Finding Sequences (Need help ASAP)

  • Paul White NZ (10/13/2010)


    Craig Farrell (10/8/2010)


    Craig,

    You can't use joins in a Quirky Update.

    Paul

    Can't, or shouldn't? I did get the correct results here when I tested the code, with no errors. What's the possible pitfalls of using the join, besides having clustered index sorting problems?


    - Craig Farrell

    Never stop learning, even if it hurts. Ego bruises are practically mandatory as you learn unless you've never risked enough to make a mistake.

    For better assistance in answering your questions[/url] | Forum Netiquette
    For index/tuning help, follow these directions.[/url] |Tally Tables[/url]

    Twitter: @AnyWayDBA

  • Sorry Paul, that was a bit abrupt and you deserve better than that, your explainations are always concise and instructive.

    I would agree in general that quirky update should not be joined under normal circumstances, but in this case it's a self join with only a single clustered index in control and the second join is a scan by nature. By using the self-join against a completely controlled object, the #tmp, the ordering doesn't falter as you might expect from other methods.
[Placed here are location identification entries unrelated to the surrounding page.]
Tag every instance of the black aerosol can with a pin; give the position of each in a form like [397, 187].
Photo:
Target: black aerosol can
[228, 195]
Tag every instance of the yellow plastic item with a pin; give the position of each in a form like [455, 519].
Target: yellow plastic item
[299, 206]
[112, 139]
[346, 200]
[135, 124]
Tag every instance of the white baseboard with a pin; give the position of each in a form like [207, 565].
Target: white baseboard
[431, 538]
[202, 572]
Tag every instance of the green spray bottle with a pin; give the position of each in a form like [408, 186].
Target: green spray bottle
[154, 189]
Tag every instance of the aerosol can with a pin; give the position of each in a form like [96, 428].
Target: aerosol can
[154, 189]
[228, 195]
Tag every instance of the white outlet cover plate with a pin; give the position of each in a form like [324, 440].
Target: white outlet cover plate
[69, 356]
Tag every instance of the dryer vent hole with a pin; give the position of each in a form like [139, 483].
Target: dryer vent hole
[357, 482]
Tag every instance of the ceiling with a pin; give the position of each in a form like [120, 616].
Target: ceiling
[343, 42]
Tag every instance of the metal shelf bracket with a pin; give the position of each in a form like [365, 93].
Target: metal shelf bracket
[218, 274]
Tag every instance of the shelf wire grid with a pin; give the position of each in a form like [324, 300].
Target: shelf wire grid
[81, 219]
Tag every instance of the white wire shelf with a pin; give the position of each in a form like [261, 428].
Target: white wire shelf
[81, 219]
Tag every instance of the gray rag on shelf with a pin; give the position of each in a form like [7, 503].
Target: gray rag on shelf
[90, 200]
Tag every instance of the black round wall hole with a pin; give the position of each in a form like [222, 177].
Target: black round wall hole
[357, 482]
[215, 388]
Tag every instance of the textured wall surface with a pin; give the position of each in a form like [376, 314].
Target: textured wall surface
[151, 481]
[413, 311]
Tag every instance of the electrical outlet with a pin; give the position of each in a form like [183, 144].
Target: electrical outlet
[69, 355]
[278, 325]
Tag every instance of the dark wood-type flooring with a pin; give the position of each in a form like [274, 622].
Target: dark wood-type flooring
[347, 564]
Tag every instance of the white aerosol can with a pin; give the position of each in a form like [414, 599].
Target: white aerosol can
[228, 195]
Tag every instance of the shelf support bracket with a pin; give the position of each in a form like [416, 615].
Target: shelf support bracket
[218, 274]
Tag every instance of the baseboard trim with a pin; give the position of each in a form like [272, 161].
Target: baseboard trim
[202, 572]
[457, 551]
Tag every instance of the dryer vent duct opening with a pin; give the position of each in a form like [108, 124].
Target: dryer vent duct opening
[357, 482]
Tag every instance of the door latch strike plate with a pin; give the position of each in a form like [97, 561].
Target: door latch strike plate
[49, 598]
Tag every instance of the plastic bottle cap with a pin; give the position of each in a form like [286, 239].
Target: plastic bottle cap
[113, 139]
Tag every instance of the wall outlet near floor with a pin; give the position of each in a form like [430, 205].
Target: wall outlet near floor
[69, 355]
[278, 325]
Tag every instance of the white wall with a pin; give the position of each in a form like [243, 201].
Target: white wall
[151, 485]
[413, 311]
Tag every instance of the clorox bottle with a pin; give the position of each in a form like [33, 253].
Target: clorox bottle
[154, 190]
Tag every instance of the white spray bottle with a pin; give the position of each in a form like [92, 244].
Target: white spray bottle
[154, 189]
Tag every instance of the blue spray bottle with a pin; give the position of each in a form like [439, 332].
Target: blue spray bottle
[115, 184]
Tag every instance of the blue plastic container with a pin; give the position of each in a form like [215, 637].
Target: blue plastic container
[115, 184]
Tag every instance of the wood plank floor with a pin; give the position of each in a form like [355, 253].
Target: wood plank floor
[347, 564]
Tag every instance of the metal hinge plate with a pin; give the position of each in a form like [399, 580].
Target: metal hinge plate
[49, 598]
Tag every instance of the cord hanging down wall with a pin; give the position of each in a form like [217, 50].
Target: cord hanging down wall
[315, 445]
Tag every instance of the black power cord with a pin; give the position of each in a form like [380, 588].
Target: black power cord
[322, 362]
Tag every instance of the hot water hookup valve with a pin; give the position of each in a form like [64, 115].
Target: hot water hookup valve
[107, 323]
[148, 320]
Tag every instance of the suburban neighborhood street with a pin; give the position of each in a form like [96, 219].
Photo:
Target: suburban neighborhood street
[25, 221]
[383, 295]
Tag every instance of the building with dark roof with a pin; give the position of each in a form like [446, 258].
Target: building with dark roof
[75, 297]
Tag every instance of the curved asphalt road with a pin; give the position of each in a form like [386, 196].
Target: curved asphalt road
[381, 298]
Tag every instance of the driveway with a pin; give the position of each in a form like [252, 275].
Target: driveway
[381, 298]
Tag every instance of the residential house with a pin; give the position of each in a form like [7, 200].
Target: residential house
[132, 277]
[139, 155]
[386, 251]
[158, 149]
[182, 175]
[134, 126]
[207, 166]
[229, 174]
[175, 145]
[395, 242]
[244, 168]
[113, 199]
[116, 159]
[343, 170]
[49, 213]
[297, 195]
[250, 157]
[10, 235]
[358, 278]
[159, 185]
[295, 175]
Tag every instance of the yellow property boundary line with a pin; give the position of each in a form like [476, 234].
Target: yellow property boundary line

    I've played with this technique for creating data islands (to steal Jeff's term, it's better then mine) in 2k and 2k5 (I admit to having little practical experience in 2k8 besides goofing off at home), and have never had an issue as long as I control the entire table environment locally. If I needed to do more selective row computations, or external tables, I would usually include more columns to the #tmp to pre-select the data before igniting the quirky update.

    Now, I haven't done the deep root level analysis this would deserve as a dissertation, but my understanding is that the scan, and thus the merge join off the clustered scan, will not modify the ordering because the clustered scan from the primary input won't alter. However, if I had left in a second index with a flipped ordering and it decided to use that instead, I'd have been in trouble.

    But, Jeff's come up with something I haven't thought of before and haven't had time to puzzle through and grok it, and it seems more efficient for creating data islands. I may have to switch my methodology. 🙂


    - Craig Farrell

    Never stop learning, even if it hurts. Ego bruises are practically mandatory as you learn unless you've never risked enough to make a mistake.

    For better assistance in answering your questions[/url] | Forum Netiquette
    For index/tuning help, follow these directions.[/url] |Tally Tables[/url]

    Twitter: @AnyWayDBA

  • Craig Farrell (10/14/2010)


    Sorry Paul, that was a bit abrupt and you deserve better than that, your explainations are always concise and instructive.

    No need to apologise. My reply was shorter than usual because I was pressed for time and just scanned this thread while responding to another of Craig's threads.

    The Quirky Update has a number of rules (as you know) and one of the main ones is that there cannot be a join operation. It is frequently possible to achieve the desired 'running total' results while breaking one or more QU 'rules', but I think it puts Jeff in an awkward position: Someone else may see your code, adapt it for their own use, and then blame the QU when it all blows up horribly next week.

    I think it's only fair that if one uses the QU method, one should stick to the rules. If you do stray from those, or otherwise modify the method, it might be best not to call it Quirky Update, or at least put a very clear disclaimer on it.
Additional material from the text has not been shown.